In Mutare, the group also bombed Sakubva Police Station during the same month, damaging property and dockets in the process.

In April of the same year, businessman and zanu-pf Chitungwiza South legislator Christopher Chigumba was targeted for exercising his constitutional freedom of association through joining the party when his Gumbas Wholesalers in downtown Harare was also petrol bombed. This was the tenth petrol-bombing incident in the country in two months.

In August 2016, during demonstrations staged by members of the MDC-T Youth Assembly and the National Election Reforms Agenda (NERA) in Harare, who were demanding electoral reforms, many business premises were vandalised and stocks were looted. The Zimbabwe Republic Police (ZRP) and the Zimbabwe Broadcasting Corporation (ZBC) were also targeted as both lost pickup trucks which were burnt by the demonstrators.

Apart from targeting Government institutions and known zanu-pf members, some members of the MDC-T national leadership also use violence to punish members who hold dissenting views and entrench their power within the party.

It was a public secret that anyone who disagreed with Tsvangirai suffered violence at the hands of the party’s youth and security department.
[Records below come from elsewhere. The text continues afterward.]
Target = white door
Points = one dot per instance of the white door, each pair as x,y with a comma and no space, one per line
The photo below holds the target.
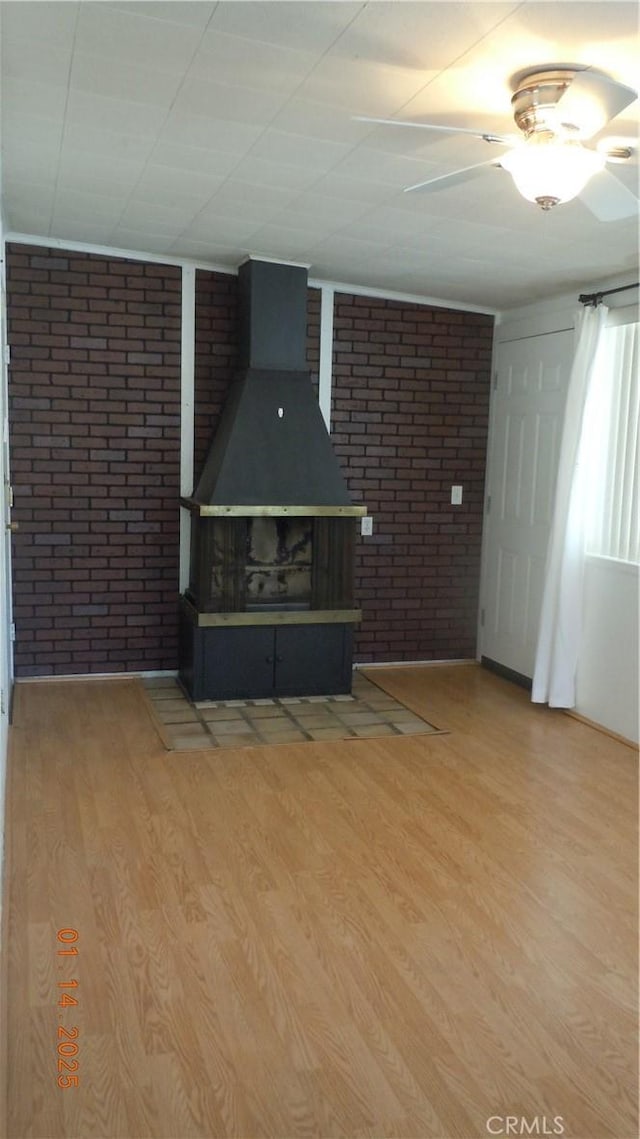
527,404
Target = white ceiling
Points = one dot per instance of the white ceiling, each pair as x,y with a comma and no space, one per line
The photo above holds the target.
208,131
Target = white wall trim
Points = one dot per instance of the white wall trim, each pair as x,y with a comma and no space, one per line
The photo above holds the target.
187,400
326,353
407,297
108,251
112,251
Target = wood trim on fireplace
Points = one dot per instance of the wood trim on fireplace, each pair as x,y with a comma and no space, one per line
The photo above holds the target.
271,616
306,511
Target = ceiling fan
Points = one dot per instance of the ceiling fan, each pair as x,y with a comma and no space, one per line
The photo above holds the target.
556,108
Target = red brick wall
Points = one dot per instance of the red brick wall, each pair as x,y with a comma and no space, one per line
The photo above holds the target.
95,440
95,453
410,414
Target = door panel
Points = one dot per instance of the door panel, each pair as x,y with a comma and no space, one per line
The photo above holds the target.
527,406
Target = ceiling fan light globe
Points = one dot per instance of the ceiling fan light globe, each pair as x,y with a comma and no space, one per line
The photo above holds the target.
549,172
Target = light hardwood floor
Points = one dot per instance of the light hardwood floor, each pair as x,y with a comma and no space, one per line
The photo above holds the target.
391,937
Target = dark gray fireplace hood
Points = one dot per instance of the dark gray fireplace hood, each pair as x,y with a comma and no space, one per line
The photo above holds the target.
271,451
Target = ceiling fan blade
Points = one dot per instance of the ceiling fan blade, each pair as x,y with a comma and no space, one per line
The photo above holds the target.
608,198
457,175
591,100
487,136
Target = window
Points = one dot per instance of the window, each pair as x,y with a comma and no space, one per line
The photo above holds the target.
613,418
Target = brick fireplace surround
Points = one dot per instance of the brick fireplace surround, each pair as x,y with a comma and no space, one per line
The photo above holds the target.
95,453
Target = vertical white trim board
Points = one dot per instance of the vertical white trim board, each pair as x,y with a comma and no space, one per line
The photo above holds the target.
187,385
325,374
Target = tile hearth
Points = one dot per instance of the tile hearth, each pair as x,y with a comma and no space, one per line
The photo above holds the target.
368,712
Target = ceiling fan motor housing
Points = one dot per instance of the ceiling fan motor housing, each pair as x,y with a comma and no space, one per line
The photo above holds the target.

For demanding leadership renewal in the party following its emphatic defeat by zanu-pf during the 2013 elections, former MDC-T deputy treasurer-general Elton Mangoma was assaulted in front of the party’s Harvest House headquarters under Tsvangirai’s eyes in February 2014, while former secretary-general Tendai Biti escaped.

An attempt at petrol-bombing the latter’s Umwinsidale house was made by the same elements. His rural homestead in Murehwa was also torched during the same time.
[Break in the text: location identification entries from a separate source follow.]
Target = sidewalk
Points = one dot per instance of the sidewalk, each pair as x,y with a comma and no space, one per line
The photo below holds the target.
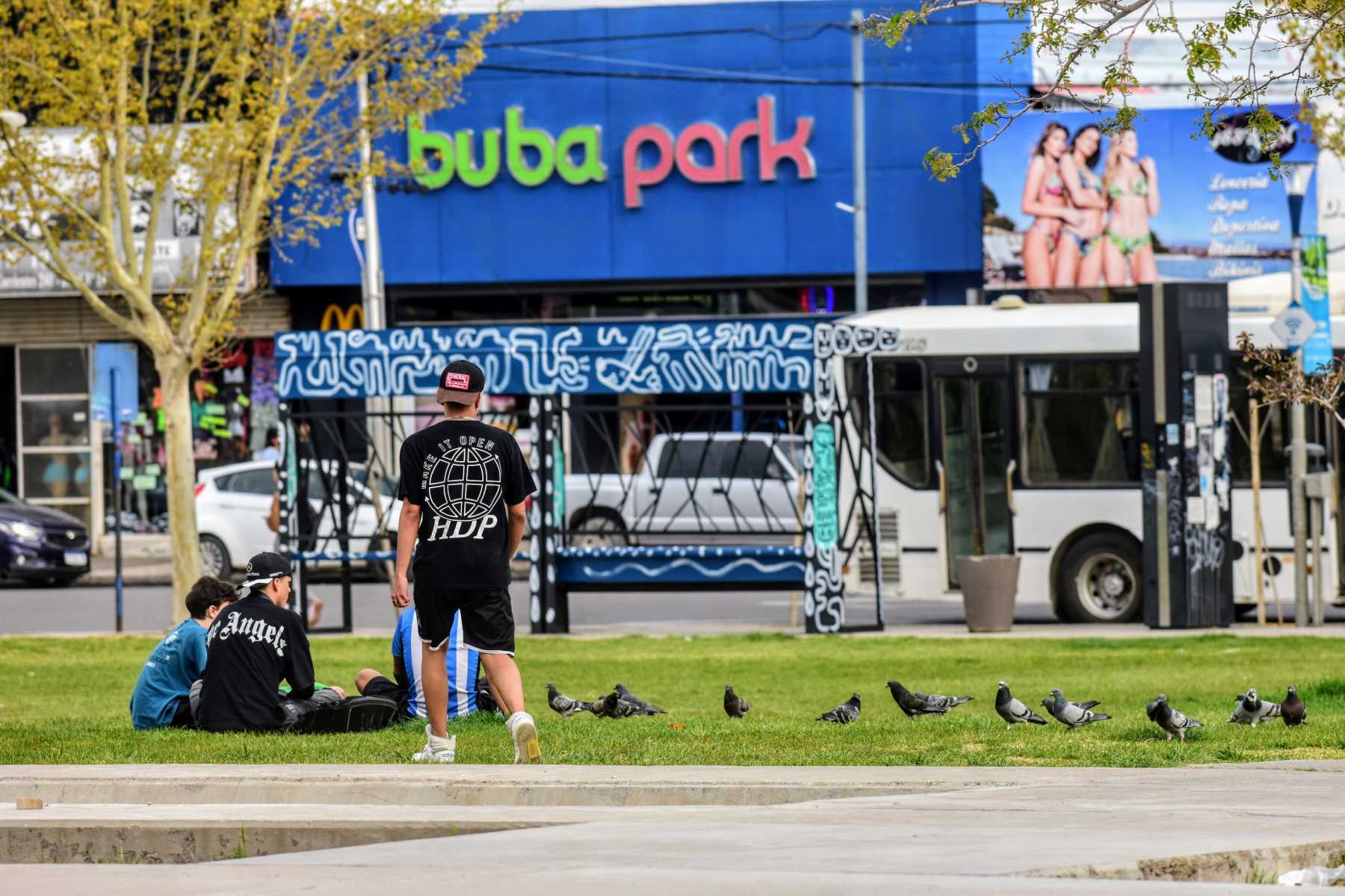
666,829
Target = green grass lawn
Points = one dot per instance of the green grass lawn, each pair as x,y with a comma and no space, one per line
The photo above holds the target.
65,701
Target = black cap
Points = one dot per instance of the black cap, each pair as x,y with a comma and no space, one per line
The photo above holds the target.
264,568
460,383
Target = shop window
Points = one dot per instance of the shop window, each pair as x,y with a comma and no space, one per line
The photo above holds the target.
54,455
55,421
1079,421
54,371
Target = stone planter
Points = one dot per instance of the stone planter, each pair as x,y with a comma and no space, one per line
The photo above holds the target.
989,588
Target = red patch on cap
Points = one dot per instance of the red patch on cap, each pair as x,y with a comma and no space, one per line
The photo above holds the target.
457,381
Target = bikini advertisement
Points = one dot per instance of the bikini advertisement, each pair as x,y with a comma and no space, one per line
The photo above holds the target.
1071,210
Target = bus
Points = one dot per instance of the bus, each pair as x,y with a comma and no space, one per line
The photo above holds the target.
1013,428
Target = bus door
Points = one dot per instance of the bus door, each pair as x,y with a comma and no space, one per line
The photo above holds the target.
975,469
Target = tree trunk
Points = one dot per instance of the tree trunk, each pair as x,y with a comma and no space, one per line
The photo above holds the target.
181,472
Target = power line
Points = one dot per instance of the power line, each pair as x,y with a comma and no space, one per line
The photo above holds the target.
818,28
802,82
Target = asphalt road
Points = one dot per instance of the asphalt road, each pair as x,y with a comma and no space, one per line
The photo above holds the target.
147,610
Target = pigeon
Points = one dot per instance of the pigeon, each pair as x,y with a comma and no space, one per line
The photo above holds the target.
1293,709
912,702
612,707
1252,711
845,714
566,707
1169,719
733,705
1072,714
1013,709
631,699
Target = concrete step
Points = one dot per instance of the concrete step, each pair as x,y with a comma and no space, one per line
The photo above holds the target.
462,785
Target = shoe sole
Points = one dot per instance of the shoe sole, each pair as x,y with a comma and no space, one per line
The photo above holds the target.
526,748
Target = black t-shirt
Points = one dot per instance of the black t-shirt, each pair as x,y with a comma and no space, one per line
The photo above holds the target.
464,475
249,649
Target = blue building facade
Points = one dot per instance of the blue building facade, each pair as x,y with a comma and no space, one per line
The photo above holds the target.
685,158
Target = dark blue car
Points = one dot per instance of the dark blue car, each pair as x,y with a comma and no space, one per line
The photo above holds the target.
40,546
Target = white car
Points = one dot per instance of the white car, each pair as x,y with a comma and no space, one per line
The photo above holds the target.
233,504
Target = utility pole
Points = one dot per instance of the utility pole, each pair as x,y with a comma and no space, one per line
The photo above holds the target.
861,202
371,282
1296,185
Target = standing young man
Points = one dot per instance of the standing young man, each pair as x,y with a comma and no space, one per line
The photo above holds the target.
463,490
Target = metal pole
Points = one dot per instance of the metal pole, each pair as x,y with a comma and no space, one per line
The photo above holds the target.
116,494
1254,439
874,482
861,202
373,280
1316,505
1298,466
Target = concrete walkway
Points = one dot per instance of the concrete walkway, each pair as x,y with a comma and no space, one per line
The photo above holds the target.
666,829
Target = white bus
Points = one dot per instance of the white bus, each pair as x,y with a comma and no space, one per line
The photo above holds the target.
1015,430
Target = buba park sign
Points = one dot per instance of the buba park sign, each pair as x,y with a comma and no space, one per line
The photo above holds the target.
436,158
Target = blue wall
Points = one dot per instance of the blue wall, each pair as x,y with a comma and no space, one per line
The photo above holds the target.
558,232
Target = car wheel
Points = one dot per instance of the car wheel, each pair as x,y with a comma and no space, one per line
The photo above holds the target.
1101,580
55,581
214,557
599,531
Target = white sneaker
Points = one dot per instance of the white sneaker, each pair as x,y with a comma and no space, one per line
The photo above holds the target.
524,731
436,750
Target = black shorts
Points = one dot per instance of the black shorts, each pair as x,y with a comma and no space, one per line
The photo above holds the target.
389,689
487,617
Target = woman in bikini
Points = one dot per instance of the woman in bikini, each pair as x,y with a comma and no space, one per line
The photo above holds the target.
1079,256
1131,185
1044,198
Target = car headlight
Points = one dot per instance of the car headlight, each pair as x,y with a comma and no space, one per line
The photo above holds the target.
20,531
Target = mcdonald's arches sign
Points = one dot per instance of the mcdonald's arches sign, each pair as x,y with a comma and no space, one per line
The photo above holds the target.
338,318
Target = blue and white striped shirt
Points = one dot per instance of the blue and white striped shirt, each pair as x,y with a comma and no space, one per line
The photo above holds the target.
463,667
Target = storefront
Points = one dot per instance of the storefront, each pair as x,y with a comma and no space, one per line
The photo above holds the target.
57,408
672,161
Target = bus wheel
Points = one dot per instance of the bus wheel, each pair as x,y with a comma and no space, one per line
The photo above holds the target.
1099,580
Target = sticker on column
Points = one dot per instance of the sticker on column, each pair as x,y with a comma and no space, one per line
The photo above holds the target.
1204,401
1205,462
825,522
1195,512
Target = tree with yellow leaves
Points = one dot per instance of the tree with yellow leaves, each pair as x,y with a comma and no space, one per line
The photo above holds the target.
116,112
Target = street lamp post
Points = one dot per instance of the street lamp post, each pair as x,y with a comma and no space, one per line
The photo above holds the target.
1297,176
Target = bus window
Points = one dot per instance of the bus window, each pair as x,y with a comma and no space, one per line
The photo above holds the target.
1274,420
1079,421
899,401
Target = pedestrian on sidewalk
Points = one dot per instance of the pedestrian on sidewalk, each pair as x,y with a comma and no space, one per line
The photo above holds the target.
463,486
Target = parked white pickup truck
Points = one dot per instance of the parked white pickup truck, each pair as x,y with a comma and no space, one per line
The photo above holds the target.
728,483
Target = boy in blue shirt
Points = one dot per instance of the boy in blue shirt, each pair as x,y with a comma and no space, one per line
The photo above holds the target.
161,696
408,692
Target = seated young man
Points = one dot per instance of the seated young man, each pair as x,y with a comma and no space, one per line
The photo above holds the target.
253,646
408,690
161,697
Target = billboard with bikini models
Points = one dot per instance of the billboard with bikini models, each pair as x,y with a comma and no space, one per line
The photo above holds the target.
1074,210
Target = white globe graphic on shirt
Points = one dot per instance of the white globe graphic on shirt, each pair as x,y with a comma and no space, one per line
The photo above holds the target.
464,483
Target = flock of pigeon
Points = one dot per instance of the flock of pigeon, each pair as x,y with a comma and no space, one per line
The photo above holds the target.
619,704
1249,711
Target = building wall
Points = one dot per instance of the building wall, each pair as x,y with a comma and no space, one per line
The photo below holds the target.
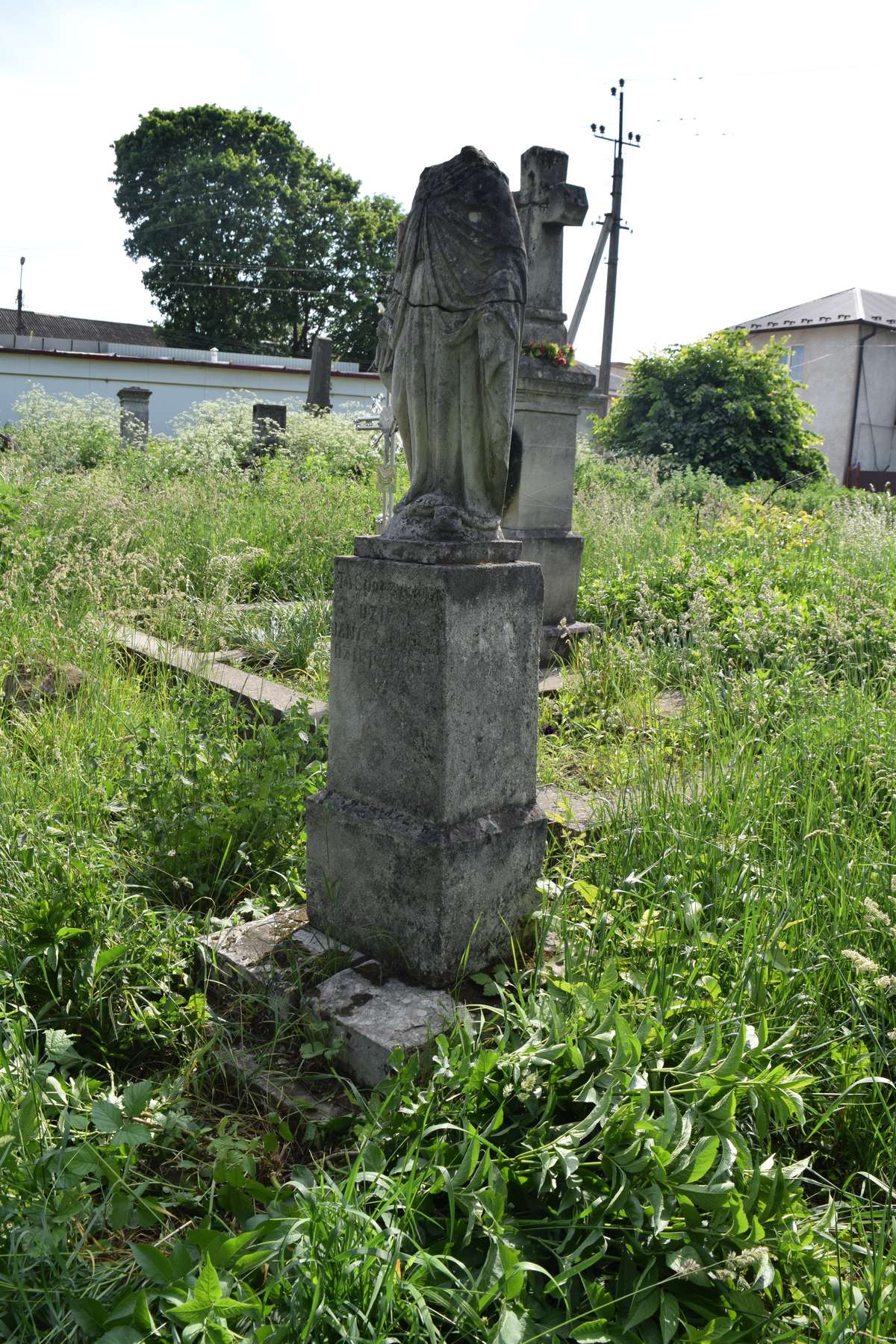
175,386
875,448
825,359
When the MDC-T split over participation in 2005 senatorial election, senior party officials who disagreed with Tsvangirai had the violence machinery unleashed upon them.
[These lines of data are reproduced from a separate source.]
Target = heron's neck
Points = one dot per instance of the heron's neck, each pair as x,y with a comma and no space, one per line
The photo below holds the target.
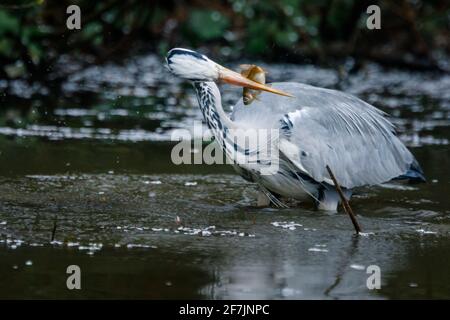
210,103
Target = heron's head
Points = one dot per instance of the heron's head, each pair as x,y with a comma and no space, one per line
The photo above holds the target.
193,66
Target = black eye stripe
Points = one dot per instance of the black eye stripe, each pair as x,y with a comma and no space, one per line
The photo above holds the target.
185,52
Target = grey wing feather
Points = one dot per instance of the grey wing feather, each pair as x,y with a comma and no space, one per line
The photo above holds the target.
326,127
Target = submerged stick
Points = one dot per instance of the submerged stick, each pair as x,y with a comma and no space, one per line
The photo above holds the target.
345,203
54,229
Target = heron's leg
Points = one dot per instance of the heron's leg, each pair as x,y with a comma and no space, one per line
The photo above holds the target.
263,200
329,199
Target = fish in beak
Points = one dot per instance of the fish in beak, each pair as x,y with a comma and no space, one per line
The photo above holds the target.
255,73
234,78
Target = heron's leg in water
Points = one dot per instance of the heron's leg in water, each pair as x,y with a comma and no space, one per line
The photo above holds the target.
263,200
329,199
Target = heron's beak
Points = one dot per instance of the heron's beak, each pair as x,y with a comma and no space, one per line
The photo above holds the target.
231,77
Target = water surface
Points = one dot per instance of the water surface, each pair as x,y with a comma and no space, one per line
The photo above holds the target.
91,167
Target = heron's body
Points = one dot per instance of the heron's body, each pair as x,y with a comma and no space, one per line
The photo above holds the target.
316,128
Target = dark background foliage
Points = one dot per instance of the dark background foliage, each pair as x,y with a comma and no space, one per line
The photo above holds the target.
34,37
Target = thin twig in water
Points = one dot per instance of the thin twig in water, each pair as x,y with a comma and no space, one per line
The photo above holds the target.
54,229
344,201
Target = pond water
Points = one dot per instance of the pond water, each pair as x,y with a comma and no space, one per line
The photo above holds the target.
89,166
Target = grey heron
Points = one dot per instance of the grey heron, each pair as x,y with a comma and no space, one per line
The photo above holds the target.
317,127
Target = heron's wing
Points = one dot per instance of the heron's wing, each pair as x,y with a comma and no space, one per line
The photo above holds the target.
326,127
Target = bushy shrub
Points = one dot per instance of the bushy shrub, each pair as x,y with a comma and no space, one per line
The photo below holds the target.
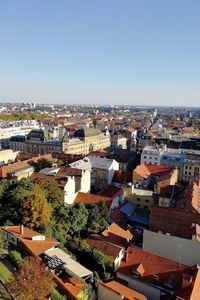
15,258
55,295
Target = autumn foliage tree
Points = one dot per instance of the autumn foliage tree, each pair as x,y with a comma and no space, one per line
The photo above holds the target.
31,281
35,210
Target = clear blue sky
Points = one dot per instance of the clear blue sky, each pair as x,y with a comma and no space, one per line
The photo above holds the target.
100,51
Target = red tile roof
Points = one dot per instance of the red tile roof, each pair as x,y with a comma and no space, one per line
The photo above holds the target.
112,192
33,247
92,198
117,217
60,180
116,233
145,170
167,270
5,170
99,243
67,171
122,177
122,290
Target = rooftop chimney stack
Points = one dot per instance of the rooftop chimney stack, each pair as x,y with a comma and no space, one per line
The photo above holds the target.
22,229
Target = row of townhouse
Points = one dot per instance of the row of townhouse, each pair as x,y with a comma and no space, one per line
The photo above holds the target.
188,163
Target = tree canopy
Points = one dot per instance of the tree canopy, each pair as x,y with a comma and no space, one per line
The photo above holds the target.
31,281
35,210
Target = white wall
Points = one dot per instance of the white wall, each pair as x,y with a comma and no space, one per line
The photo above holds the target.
152,293
177,249
8,154
85,181
69,191
114,167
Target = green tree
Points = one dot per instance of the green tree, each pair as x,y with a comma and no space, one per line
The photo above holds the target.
31,281
34,210
11,194
54,195
15,257
3,243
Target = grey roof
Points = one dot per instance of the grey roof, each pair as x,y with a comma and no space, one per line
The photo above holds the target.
71,266
86,132
17,138
38,134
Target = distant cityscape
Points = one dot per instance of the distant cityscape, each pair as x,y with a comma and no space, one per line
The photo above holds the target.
104,199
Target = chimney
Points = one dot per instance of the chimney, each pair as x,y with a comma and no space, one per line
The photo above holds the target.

Zimbabwe’s Ambassador to Senegal and the Gambia, Lottie Gertrude “Trudy” Stevenson to this day carries scars of such assaults. What can one say of the violence which MDC-T vice president Thokozani Khupe has suffered at the hands of MDC-T youths since August last year for daring to disagree with Tsvangirai over the party’s participation in the alliance and being a threat to Chamisa’s ascendancy to the MDC-T leadership? Even at Tsvangirai’s burial last month, she was subjected to threats and labelled a dissident. So much for a party of “excellence” and peace ambassadors.

Despite this catalogue of horror, Chamisa sought to lamely blame zanu-pf for his party’s own violent culture. He accused zanu-pf of “planting their people, some come wearing MDC-T T-shirts, while others try to influence our members to engage in violence.”

The MDC-T leader even claimed that “we are different from ZANU-PF, which persecutes young people, but in MDC-T, we elevate young people.”

For this once, Chamisa was honest. This is because indeed the MDC-T elevates young people to the “prestigious” Vanguard “brigade” , which is very key to keeping his opponents in the party under check with threats of physical harm.

It is evident that Chamisa is fully aware that President Emmerson Mnangagwa has called for credible, free and fair elections, a message which ZANU-PF members have heeded and continue to maintain.

Chamisa and his party are therefore merely trying to besmirch ZANU-PF ahead of the elections in the desperate and vain hope of influencing a negative view of the party.

He is trying to look for a scapegoat to explain away his party and alliance’s predictable poor electoral showing later this year.

The electorate, however, knows that elections are won on the basis of solid policies and not stratospheric promises which do not resonate with the grassroots people’s concerns and anxieties.